Dipotassium terephthalate as promising potassium storing anode with DFT calculations

We report combined experimental and theoretical studies of dipotassium terephthalate as anode material for K-ion battery application. Both pristine and carbon nanotube-containing dipotassium terephthalate materials are synthesized using an ultrafast microwave-assisted method. We found that carbon nanotube (CNT)-containing dipotassium terephthalate composite electrode delivers an initial reversible capacity of 247 mAh/g with 78% capacity retention, whereas pristine K2Tp deliveries an initial reversible capacity of 212 mAh/g with 53% capacity retention at the end of 100 cycles, at a current density of 50 mA/g. The density functional theory-based calculations have shown superior stability of dipotassium terephthalate lattice against the intercalation of potassium atoms. The quantum calculations are also employed to unravel the specifics of intercalation energetics of potassium ions into dipotassium terephthalate lattice.
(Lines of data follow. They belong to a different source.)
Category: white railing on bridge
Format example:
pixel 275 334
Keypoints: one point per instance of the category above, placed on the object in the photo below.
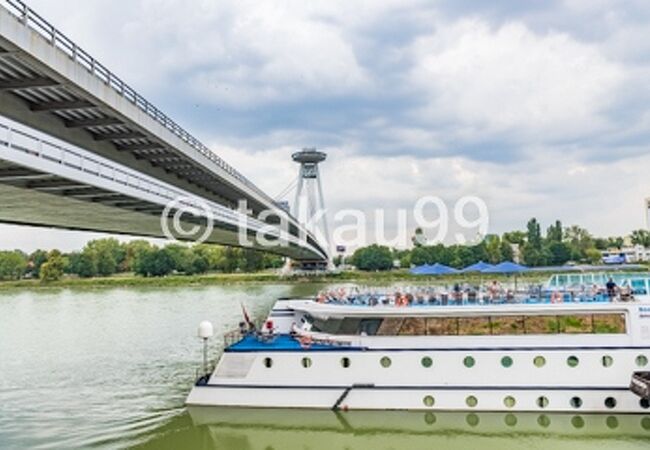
pixel 15 137
pixel 59 40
The intercalation and de-intercalation potentials of K-ions are obtained using cyclic voltammetry and compared with theoretical calculations under the assumption of a two-electron transfer reaction. The results of this study lay the ground for understanding the electrochemical processes involved in the operation of an organic anode in K-ion batteries, and thereby can facilitate the design of optimal organic molecular crystal-based electrode materials for battery applications. (C) 2020 Published by Elsevier Ltd.